Paso la página y el poema de Las islas en que vivo de Pedro García Cabrera. Levanto la mirada y me pierdo en el retrato de finales del siglo XIX que cuelga de la pared. Viajo a ese día en el que Juana Castro se recoge la hermosa falda almidonada de tafetán verde, quizá escarlata, para evitar el roce con el suelo polvoriento o embarrado. Y abandona el caserío a primeras horas de la noche bajo el candil de la luna llena. Las Cuevecitas queda en penumbra y, las casas de piedra y tejados a dos aguas, parecen fantasmas acampados. Ella baja por el camino empedrado, sinuoso y angosto. De madrugada alcanza la ruta de los caminantes y carros que se dirigen a la capital.
Se une a la caravana. Entre historias, silencios y sobresaltos en los socavones de la vía que serpentea por la ladera, llega a Santa Cruz cuando el amanecer despunta, rosáceo y con girones lila, por el horizonte. La mar rojiza y tostada se despereza a los pies de las cumbres de Anaga. La ciudad la sorprende con sus calles adoquinadas, los carruajes, el bullicioso trajín de las lecheras, los gritos de los vendedores, el paso ligero de los viandantes y la melodía de un organillo en la calle Castillo. Ve, cerca de la iglesia de La Concepción, a unos hombres bien vestidos, con sombreros elegantes, de ojos claros, de piel blanca como el papel de carta, que hablan una lengua extraña y buscan mulas para ir al norte de la isla; ingleses le dicen a esos desconocidos con aspecto de almas en pena. Se fija en las mujeres envueltas en vestidos de brocados, encajes, telas evanescentes y floreados mantones de Manila. Se detiene ante aquellos mendigos de harapos, costras por todo el cuerpo y enjambres de moscas revoloteando a su alrededor. Son más pobres que ella. Una madre soltera que, cuando acaba la trillas en la era y todos se van, llega y rebusca granos de trigo entre los montones de paja. Como ratón que se enreda entre las espigas y busca el trigo olvidado.

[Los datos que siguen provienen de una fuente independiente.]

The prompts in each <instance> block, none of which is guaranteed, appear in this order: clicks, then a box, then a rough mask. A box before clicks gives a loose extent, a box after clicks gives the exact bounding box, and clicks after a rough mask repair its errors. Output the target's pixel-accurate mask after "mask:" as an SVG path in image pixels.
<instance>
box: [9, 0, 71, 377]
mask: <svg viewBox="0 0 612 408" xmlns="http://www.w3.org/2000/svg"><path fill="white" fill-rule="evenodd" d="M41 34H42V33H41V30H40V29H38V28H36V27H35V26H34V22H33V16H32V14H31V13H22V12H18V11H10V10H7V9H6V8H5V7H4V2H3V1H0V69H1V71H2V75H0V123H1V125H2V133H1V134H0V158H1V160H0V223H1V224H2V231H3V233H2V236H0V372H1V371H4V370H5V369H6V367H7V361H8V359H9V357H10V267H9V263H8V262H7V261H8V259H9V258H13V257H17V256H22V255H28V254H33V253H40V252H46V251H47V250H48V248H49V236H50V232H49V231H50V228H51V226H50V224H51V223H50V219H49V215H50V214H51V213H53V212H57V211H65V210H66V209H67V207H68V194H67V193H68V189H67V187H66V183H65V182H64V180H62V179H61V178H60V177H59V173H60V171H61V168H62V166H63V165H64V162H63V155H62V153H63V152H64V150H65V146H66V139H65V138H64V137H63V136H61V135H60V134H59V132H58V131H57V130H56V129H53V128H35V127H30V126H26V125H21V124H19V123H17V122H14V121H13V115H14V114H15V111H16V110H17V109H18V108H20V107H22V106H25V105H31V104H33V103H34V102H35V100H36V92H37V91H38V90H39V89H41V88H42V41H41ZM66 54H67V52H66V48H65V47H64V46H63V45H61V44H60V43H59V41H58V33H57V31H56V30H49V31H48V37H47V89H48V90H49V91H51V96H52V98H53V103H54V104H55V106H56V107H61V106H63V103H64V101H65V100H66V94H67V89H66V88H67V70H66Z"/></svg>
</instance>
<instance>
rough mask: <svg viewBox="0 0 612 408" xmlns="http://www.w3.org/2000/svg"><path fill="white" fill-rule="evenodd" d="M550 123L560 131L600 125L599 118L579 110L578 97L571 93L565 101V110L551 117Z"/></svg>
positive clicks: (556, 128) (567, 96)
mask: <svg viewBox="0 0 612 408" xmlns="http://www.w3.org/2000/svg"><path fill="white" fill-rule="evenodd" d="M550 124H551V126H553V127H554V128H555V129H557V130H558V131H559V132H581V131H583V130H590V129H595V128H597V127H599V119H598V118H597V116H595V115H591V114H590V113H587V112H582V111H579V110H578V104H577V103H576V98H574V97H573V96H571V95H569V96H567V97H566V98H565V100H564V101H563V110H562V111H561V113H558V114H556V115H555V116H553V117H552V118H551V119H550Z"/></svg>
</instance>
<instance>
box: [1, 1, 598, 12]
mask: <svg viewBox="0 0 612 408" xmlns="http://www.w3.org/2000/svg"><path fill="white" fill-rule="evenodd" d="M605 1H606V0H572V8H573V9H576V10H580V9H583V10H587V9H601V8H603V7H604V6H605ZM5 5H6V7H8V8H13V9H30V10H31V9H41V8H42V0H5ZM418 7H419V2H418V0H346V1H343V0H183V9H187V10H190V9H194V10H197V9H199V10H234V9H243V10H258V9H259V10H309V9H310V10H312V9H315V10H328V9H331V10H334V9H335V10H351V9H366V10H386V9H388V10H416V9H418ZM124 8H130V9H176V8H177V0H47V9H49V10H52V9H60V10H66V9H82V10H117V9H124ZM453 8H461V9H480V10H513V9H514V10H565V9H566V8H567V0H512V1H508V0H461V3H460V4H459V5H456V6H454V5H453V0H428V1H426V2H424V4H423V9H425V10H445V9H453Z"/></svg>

No se deja impresionar por los juegos de seducción de las plazas, las alamedas, las mansiones modernistas que jalonan su ruta al estudio de Fotógrafos Sicilia. Allí, se recoge su melena, coloca una tiara sencilla en el centro del peinado y deja al descubierto sus pendientes canarios. Se alisa con sus manos de campesina la arrugada falda, se coloca delante de un decorado con una columna imposible y una ventana ficticia. Le ha costado años reunir las pesetas con las que comparar la ilusión de ser fotografiada. Doblada, cada tarde, se prometía que de aquellos granos arrebatados a la era, sacaría para marchar a la capital y posar unos instantes para la eternidad.
Su mirada no va a la cámara, sale del objetivo, se pierde, quizá, a través de una balconada abierta por la que asoma el Atlántico y los veleros a punto de partir a América. Tal vez tiene la tentación de embarcar a La Habana pero la espera su hijo Agustín. Generaciones después, quién sabe, si alguien tomará su relevo y se atreverá a navegar hacia otros mares. Y en su nombre, sus fatigas, sus hambre de todo y sus sueños, le traiga esos mundos a su redonda y empedrada era de cada día.
La sonrisa conserva la expresión segura de una mujer joven que desafió los convencionalismos de su entorno para disfrutar de la libertad de tomar sus propias decisiones. Y aunque partió del pueblo para regresar de nuevo, no lo hizo unos días después, su periplo continúa aún en el siglo XXI.